Le situazioni in cui un numero va difeso
Un’idea del prezzo la dà chiunque. Una perizia serve quando quel numero deve reggere davanti a qualcun altro.
Compravendita
Per capire a che prezzo mettere sul mercato, o per verificare se la cifra chiesta da chi vende sta in piedi. Prima della trattativa, non durante.
Mutuo e credito
Gli istituti chiedono una stima redatta da un tecnico abilitato, con criteri e documentazione tracciabili. Lavoriamo abitualmente su questo tipo di incarico.
Successioni e divisioni
Quando un immobile va diviso fra eredi, un valore stabilito da un terzo indipendente evita che la discussione diventi personale.
Separazioni e contenziosi
Situazioni in cui la stima finisce in un fascicolo: serve una relazione strutturata, con metodo dichiarato e allegati completi.
Aziende e bilanci
Valutazione di capannoni, uffici e immobili strumentali per conferimenti, operazioni societarie o iscrizione a bilancio.
Canoni di locazione
Stima del valore locativo di mercato per definire o rinegoziare un canone su basi documentate.
Come si arriva al valore
- Sopralluogo
- Rilievo dello stato reale: metrature, esposizione, condizioni, impianti, affacci, quel che le fotografie non dicono.
- Documenti
- Visure e planimetrie catastali, titoli edilizi, verifica di conformità. Un immobile non regolare vale meno, e va detto prima.
- Mercato
- Analisi delle compravendite comparabili nella stessa zona, non le medie cittadine: a Verona due strade vicine possono valere in modo diverso.
- Relazione
- Documento scritto con metodo dichiarato, fonti, calcoli e allegati. Il numero finale si può discutere perché si vede da dove arriva.
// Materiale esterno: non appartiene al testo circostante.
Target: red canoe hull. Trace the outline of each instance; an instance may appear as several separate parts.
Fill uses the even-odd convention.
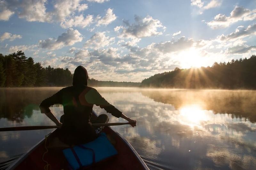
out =
[[[95,114],[95,113],[94,113]],[[96,116],[96,114],[94,115]],[[49,134],[47,139],[55,137],[57,129]],[[119,133],[109,127],[106,127],[103,132],[110,137],[111,142],[117,150],[117,155],[84,169],[148,169],[136,151],[129,143]],[[43,139],[29,151],[22,156],[7,169],[44,169],[46,163],[42,160],[46,151]],[[60,149],[49,149],[44,159],[51,165],[52,170],[70,169],[68,163]]]

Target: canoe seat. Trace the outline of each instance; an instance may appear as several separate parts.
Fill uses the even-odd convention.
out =
[[[100,162],[117,153],[104,133],[102,133],[93,141],[64,149],[62,152],[74,170]]]

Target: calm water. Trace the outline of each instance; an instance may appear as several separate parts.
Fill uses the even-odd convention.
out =
[[[96,89],[137,120],[135,128],[113,128],[150,169],[256,169],[256,91]],[[38,105],[60,89],[0,89],[0,127],[54,125]],[[63,114],[61,105],[51,109],[58,118]],[[110,117],[118,122],[125,121]],[[51,130],[0,132],[0,160],[26,152]]]

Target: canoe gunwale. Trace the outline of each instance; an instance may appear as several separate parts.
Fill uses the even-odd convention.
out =
[[[96,116],[97,116],[97,114],[94,111],[92,110],[92,113]],[[145,162],[142,160],[140,156],[138,153],[136,152],[136,151],[134,149],[133,147],[131,145],[129,142],[126,140],[124,137],[122,135],[121,135],[119,133],[116,132],[116,130],[111,128],[109,126],[107,127],[108,128],[110,129],[111,130],[113,131],[114,134],[116,134],[117,136],[120,138],[124,142],[125,145],[129,148],[129,149],[132,153],[133,155],[136,158],[137,160],[139,162],[141,165],[143,166],[144,169],[145,170],[148,170],[149,169],[146,165]],[[50,137],[52,135],[55,130],[56,130],[57,129],[55,129],[53,130],[51,132],[49,133],[47,135],[47,137]],[[29,155],[35,150],[36,149],[39,147],[43,143],[44,143],[45,141],[45,138],[42,139],[41,140],[38,142],[37,143],[33,146],[31,148],[30,148],[28,151],[22,154],[20,157],[18,158],[17,160],[15,161],[13,164],[11,165],[10,166],[8,167],[6,170],[12,170],[14,169],[17,167],[20,163],[22,162],[26,158],[27,158]]]
[[[47,137],[49,137],[51,135],[53,132],[56,130],[57,129],[53,130],[51,132],[49,133],[46,136]],[[40,146],[45,141],[45,138],[42,139],[41,140],[37,142],[36,144],[35,144],[34,146],[32,146],[28,151],[26,152],[23,154],[20,157],[18,158],[17,160],[13,162],[13,163],[10,166],[8,167],[6,170],[12,170],[14,169],[16,167],[18,166],[20,163],[22,162],[26,158],[27,158],[28,155],[31,153],[34,150]]]
[[[114,131],[114,132],[115,132],[121,138],[121,139],[125,144],[126,145],[130,148],[130,150],[132,151],[132,152],[133,153],[133,155],[135,156],[137,158],[137,160],[138,160],[138,161],[140,163],[141,165],[143,166],[143,167],[144,167],[145,169],[149,170],[149,169],[146,165],[146,163],[145,163],[145,162],[144,162],[144,161],[143,161],[140,157],[140,156],[139,154],[134,149],[130,143],[129,143],[129,142],[127,141],[127,140],[126,140],[125,138],[123,137],[123,136],[122,136],[119,133],[116,132],[116,130],[113,129],[112,128],[111,128],[110,127],[109,127],[112,130]]]

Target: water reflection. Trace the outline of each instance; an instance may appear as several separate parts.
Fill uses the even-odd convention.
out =
[[[14,103],[15,107],[23,109],[25,105],[39,104],[45,96],[58,90],[51,89],[32,94],[22,92],[34,100],[22,96],[24,101]],[[151,169],[256,169],[255,91],[97,89],[111,103],[137,120],[135,128],[129,125],[114,128],[131,143]],[[34,95],[36,97],[32,96]],[[14,100],[8,99],[10,103]],[[25,110],[15,110],[20,115],[12,112],[16,118],[12,119],[12,116],[7,113],[14,111],[9,108],[12,104],[13,107],[13,103],[1,100],[5,102],[0,103],[4,108],[1,110],[8,110],[1,115],[7,118],[0,119],[1,127],[52,123],[36,107],[30,109],[32,114],[29,117],[24,113]],[[18,106],[21,103],[25,105]],[[4,108],[5,104],[8,108]],[[99,107],[94,109],[99,114],[106,113]],[[62,114],[63,108],[59,106],[54,106],[52,110],[58,117]],[[20,115],[20,120],[17,119]],[[124,122],[109,116],[110,122]],[[8,147],[10,144],[16,145],[19,151],[26,150],[33,141],[36,143],[49,131],[0,133],[0,156],[10,156],[15,153]],[[28,138],[29,141],[26,143]],[[19,150],[19,147],[22,149]]]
Perché una stima tecnica è diversa
La valutazione gratuita di un’agenzia nasce per acquisire un incarico di vendita: è una stima commerciale, spesso corretta, ma non pensata per essere prodotta a una banca, a un giudice o a un altro erede.
Una perizia tecnica parte dai documenti, verifica che l’immobile sia quello che dice di essere, dichiara il metodo di stima e resta agli atti con una firma sopra. È un lavoro diverso, e serve in momenti diversi.
Se la valutazione fa emergere difformità urbanistiche o catastali, ce ne possiamo occupare noi stessi: è l’altra metà del mestiere.